Cette boucle opère selon une séquence précise : d'abord la perception de l'état actuel, puis la comparaison avec une valeur de référence (le but visé), suivie de l'évaluation de l'écart, et enfin la mise en œuvre d'actions correctrices si nécessaire. Le terme "négatif" fait référence à cette réduction d'écart, et non à une quelconque connotation défavorable. Lorsque vous tentez de maintenir une conversation à un volume approprié, par exemple, vous ajustez automatiquement votre voix à la hausse ou à la baisse selon les circonstances – illustrant parfaitement ce mécanisme d'autorégulation.

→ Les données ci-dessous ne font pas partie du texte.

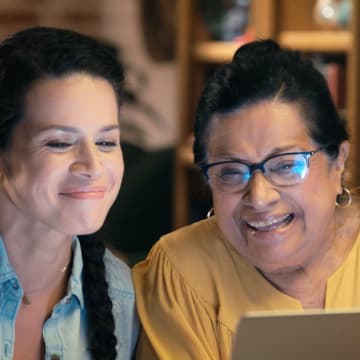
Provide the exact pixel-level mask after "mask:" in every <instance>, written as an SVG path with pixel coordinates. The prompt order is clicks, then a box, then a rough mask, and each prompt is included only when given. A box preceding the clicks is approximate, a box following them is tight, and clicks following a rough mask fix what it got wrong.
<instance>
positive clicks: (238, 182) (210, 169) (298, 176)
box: [208, 154, 309, 191]
mask: <svg viewBox="0 0 360 360" xmlns="http://www.w3.org/2000/svg"><path fill="white" fill-rule="evenodd" d="M308 158H309V154H284V155H280V156H275V157H272V158H269V159H267V160H266V161H265V162H263V163H261V164H259V165H257V166H251V165H248V164H246V163H242V162H240V161H234V162H227V163H220V164H216V165H214V166H211V167H209V169H208V176H209V179H210V182H211V183H212V184H213V185H214V186H218V187H219V188H221V189H223V190H229V191H234V190H237V191H238V190H241V189H243V188H245V187H246V185H247V184H248V182H249V180H250V178H251V177H252V175H253V172H254V171H255V170H257V169H259V170H261V171H262V172H263V173H264V175H265V177H266V178H267V179H268V180H269V181H270V182H271V183H273V184H275V185H280V186H287V185H294V184H297V183H299V182H301V181H302V180H303V179H304V178H305V176H306V173H307V169H308Z"/></svg>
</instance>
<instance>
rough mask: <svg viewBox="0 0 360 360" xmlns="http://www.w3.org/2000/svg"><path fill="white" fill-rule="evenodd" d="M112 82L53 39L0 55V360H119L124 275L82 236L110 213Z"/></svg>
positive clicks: (135, 318)
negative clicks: (100, 359) (42, 359)
mask: <svg viewBox="0 0 360 360" xmlns="http://www.w3.org/2000/svg"><path fill="white" fill-rule="evenodd" d="M122 83H123V71H122V67H121V65H120V64H119V63H118V62H117V60H116V58H115V57H114V55H113V53H112V52H111V51H109V49H108V48H107V47H104V46H102V44H100V43H99V42H97V41H95V40H94V39H92V38H89V37H87V36H84V35H81V34H78V33H75V32H72V31H68V30H60V29H53V28H41V27H40V28H31V29H27V30H23V31H21V32H19V33H17V34H15V35H14V36H12V37H10V38H9V39H7V40H5V41H4V42H2V43H1V44H0V358H1V359H15V360H17V359H29V360H33V359H34V360H35V359H45V358H46V359H50V358H51V359H69V360H70V359H102V360H105V359H109V360H110V359H130V357H131V354H132V351H133V349H134V346H135V343H136V339H137V330H138V326H137V321H136V318H135V315H134V314H135V310H134V307H135V299H134V293H133V286H132V282H131V276H130V271H129V269H128V268H127V266H126V265H125V264H124V263H123V262H121V261H120V260H119V259H117V258H115V257H114V256H113V255H112V254H111V253H110V252H109V251H104V246H103V245H102V244H101V243H99V242H96V241H93V239H88V238H86V237H84V238H82V239H81V240H79V239H78V238H77V236H76V235H81V234H90V233H93V232H95V231H96V230H98V229H99V228H100V227H101V225H102V224H103V222H104V219H105V216H106V214H107V212H108V210H109V208H110V206H111V205H112V204H113V202H114V200H115V198H116V196H117V194H118V191H119V188H120V184H121V180H122V175H123V171H124V164H123V159H122V153H121V148H120V144H119V137H120V133H119V103H120V101H121V98H122V95H121V91H122Z"/></svg>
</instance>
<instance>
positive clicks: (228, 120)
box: [133, 40, 360, 360]
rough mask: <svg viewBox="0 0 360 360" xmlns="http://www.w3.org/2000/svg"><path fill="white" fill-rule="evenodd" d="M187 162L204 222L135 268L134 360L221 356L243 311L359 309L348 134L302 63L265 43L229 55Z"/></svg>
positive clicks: (150, 254)
mask: <svg viewBox="0 0 360 360" xmlns="http://www.w3.org/2000/svg"><path fill="white" fill-rule="evenodd" d="M194 153H195V161H196V164H197V165H199V167H200V168H201V170H202V172H203V174H204V176H205V178H206V180H207V181H208V183H209V185H210V188H211V192H212V197H213V208H214V216H211V217H210V218H209V219H206V220H203V221H200V222H198V223H195V224H193V225H191V226H188V227H185V228H183V229H180V230H178V231H175V232H174V233H172V234H169V235H166V236H164V237H163V238H162V239H161V240H160V241H159V242H158V243H157V244H156V245H155V246H154V247H153V249H152V251H151V253H150V254H149V256H148V258H147V259H146V261H144V262H143V263H140V264H139V265H138V266H136V267H135V269H134V274H133V275H134V281H135V290H136V293H137V307H138V311H139V314H140V319H141V322H142V325H143V331H142V334H141V337H140V342H139V347H138V352H137V356H138V359H151V358H159V359H179V360H180V359H181V360H185V359H202V360H205V359H228V358H229V357H230V354H231V348H232V341H233V335H234V332H235V330H236V326H237V323H238V321H239V318H240V317H241V315H243V314H244V313H245V312H247V311H251V310H266V311H268V310H300V311H301V310H302V309H315V308H316V309H319V308H320V309H322V308H324V309H330V308H351V307H359V306H360V275H359V274H360V262H359V261H358V258H359V256H360V237H358V233H359V212H358V207H357V206H356V205H355V204H352V205H351V207H350V208H348V209H346V207H349V206H350V204H351V196H350V192H349V191H348V190H347V189H346V188H344V187H343V184H342V178H343V174H344V170H345V162H346V159H347V158H348V155H349V142H348V133H347V131H346V128H345V123H344V121H343V120H342V119H341V118H340V117H339V116H338V114H337V112H336V109H335V107H334V104H333V103H332V101H331V96H330V93H329V91H328V89H327V86H326V82H325V80H324V78H323V77H322V76H321V75H320V73H319V72H318V71H317V70H316V69H315V68H314V67H313V65H312V64H311V63H310V62H309V61H308V60H306V59H304V58H302V57H301V56H300V55H299V54H298V53H297V52H293V51H290V50H284V49H281V48H279V46H278V45H277V44H276V43H275V42H273V41H271V40H264V41H258V42H254V43H250V44H248V45H245V46H243V47H241V48H240V49H239V50H238V51H237V53H236V54H235V56H234V58H233V61H232V62H231V63H230V64H228V65H225V66H223V67H222V68H221V69H220V70H218V71H217V72H216V73H215V75H214V76H213V77H212V78H211V79H210V80H209V82H208V84H207V86H206V87H205V89H204V91H203V94H202V97H201V99H200V102H199V106H198V110H197V116H196V124H195V144H194ZM149 354H152V355H149Z"/></svg>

La particularité de ce système est sa nature continuellement active. Même lorsqu'un objectif semble atteint, la surveillance se poursuit, prête à déclencher de nouveaux ajustements si des déviations apparaissent. Cette vigilance permanente explique pourquoi nous pouvons maintenir des comportements relativement stables dans des environnements changeants, tout en conservant une flexibilité d'adaptation face aux imprévus.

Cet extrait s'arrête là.